The World As I See It One woman's opinion on local, state, nation and world-wide events

2Oct/110

Behavior has consequences

On September 30, 2011, the San Francisco Chronicle ran an op-ed penned by two California Nurses Association (C.N.A. and affiliated with the AFL-CIO) members.  They were identified as Genel Morgan and Rita LaBarge, RNs at Mills-Peninsula Hospital and Alta Bates Summit Medical Center respectfully.  They wrote this op-ed in response to what they viewed as a growing black lash against their public theatre held in the name of Judith Ming, a patient that died due to a nursing error that occurred at Alta Bates Summit Medical Center in the early morning hours after the C.N.A. organized one-day strike.

They begin their op-ed, entitled “C.N.A. members: Nurses protect patients”, with the following statement “To suggest that nurses who fight to provide safe care every minute of every day are using the death of one of our patients for our own gain is genuinely disturbing. One only has to view the video of the candlelight vigil held honoring Judith Ming to recognize the palpable grief in all our faces as we honored the life of a patient caught in the crosshairs of a system gone awry.”

This statement just about says it all when it comes to why so many nurses like myself and the public-at-large haven’t exactly been singing the C.N.A. praises about their behavior during the one-day strike and subsequent four-day lock out.  A patient, a human being, died a tragic death and the C.N.A. nurses and their leadership

  • First, call for an investigation via a press release,
  • Second, hold a candlelight vigil in the name of the patient, announcing this “exhibition” of sorrow through yet another press release and then for good measure videotape and post it for all the world to see, and
  • Third, begin a campaign to vilify the nurse that made the nursing error because we all know that “replacement” nurses aren’t real nurses just like substitute teachers aren’t real teachers, and doctors covering another doctor’s shift aren’t real doctors and so on.

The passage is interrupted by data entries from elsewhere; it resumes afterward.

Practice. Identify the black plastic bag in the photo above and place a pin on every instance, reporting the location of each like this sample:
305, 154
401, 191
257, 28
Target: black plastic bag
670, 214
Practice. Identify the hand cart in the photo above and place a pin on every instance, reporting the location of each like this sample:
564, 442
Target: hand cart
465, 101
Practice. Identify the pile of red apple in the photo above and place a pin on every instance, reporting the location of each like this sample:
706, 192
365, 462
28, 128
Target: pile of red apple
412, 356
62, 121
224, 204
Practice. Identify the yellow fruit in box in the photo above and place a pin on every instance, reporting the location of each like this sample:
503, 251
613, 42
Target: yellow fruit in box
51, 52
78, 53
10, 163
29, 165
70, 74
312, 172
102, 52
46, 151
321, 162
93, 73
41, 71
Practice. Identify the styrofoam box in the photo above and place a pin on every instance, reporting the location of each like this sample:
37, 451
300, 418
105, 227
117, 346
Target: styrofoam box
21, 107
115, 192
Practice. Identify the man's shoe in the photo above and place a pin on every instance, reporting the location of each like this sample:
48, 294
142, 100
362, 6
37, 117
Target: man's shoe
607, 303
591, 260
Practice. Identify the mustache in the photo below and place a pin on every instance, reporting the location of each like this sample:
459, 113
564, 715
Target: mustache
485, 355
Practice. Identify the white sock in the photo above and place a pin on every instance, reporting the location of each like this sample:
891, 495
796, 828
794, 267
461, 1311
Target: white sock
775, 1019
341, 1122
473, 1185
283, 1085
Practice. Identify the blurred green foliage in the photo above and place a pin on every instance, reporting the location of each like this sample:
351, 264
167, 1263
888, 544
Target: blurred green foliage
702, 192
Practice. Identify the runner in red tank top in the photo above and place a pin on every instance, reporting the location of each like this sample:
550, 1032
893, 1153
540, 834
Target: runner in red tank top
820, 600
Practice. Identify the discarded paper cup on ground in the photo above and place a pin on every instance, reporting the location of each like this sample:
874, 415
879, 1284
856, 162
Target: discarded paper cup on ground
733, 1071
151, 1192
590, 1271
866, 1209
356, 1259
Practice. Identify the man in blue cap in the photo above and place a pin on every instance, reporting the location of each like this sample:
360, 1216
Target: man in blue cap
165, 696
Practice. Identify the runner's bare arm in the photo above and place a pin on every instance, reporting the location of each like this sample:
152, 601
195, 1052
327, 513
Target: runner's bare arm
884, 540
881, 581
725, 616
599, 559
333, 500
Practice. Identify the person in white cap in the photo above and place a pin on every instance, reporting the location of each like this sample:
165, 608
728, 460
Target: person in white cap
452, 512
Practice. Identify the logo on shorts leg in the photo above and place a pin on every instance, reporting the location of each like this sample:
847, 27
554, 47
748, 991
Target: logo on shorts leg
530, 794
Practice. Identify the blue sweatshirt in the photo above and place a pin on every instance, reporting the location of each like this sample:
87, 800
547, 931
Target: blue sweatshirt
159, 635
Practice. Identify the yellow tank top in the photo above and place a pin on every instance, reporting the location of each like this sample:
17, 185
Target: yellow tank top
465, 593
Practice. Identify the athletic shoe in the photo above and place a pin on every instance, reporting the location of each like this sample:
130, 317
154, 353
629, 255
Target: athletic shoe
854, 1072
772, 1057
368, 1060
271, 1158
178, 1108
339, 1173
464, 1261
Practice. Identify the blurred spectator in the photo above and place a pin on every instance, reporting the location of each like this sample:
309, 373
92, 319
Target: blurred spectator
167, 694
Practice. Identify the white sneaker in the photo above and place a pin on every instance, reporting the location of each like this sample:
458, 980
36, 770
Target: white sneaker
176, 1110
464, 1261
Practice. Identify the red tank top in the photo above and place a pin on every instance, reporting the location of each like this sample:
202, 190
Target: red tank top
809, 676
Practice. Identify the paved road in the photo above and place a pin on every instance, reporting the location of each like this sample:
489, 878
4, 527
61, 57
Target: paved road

Stay at the bedside long enough, and I have a couple of decades under my belt, and you see your share of nursing and medical mistakes.  I’ve even stopped similar mistakes as the one reported to have occurred at Alta Bates Summit Medical Center.  My readers may also recall the heparin overdoes that occurred in a number of pediatric patients not that long ago at Cedars-Sinai Medical Center.  Then there was the nursing error at St. Mary’s Hospital in Madison, WI that lead to the death of a 16-year old mother who was at the hospital to deliver her child.  In this case Nurse Thao, an experienced Labor & Delivery nurse, gave the mother an epidural anesthetic via IV causing the mother the have seizures and eventually die.  Our nursing literature is rife with cautionary tales of nursing errors narrowly avoided or of those not caught that ended in tragic outcomes.  Which is why, I found the C.N.A.’s crocodile tears about this tragic event so repugnant, because just when you think they can’t stoop any lower, they do.  One must ask oneself have they no shame – apparently not!

Like falling dominos, the C.N.A. and their members set in motion a series of events when they walked away from their assignments to hold their one-day strike.  They did so fully informed that should they hold their one-day strike those that didn’t report to work would face an additional four-day lockout so the hospital could meet its commitment to the 500 nurses that had been hired to cover the shifts of the striking nurses.  Neither party was engage in any thing nefarious.  The nurses, aggrieved with the state of the contract negotiations issued an intent to strike and when strides weren’t made (in their opinion) they held their strike – all legal and above board.  Alta Bates Summit Medical Center in turn, unlike a grocery store or office couldn’t just close up shop and send the patients home for a day.  Their only option was to hire registry/travel nurses to cover the one-day strike.  However it’s not realistic that the hospital bring 500 nurses from across California and the country just for one-day so they did what most hospitals in the same situation would do, they gave these nurses a five-day contract.  In turn they informed the nurses that walked away from their assigned shifts that they wouldn’t be allowed to return for an additional four-days, this rule didn’t apply to nurses that weren’t scheduled to work the day of the strike -- all legal and above board.

Whether what happened at Alta Bates Summit Medical Center was a case of catheter confusion, some other nursing oversight, human error, or negligence we’ll have to wait for the conclusions of the various investigations that are ongoing.  The C.N.A. instead of vilifying the hospital or offending nurse should be actually asking how they can help ensure that nursing errors such as the one that occurred never happen again.  Instead they chose to publish op-eds about their anguish, or issue quotes about “if only I had been allowed to return to work my shift the day after the walk-out, and posting videos of candlelight vigils to the web, giving lip service to patient advocacy.  I think it’s important to note that this is the same group that has reportedly held 100 strikes over the past three years.  Which makes it all the more important to remind the C.N.A. and their nurse members that behavior has consequences.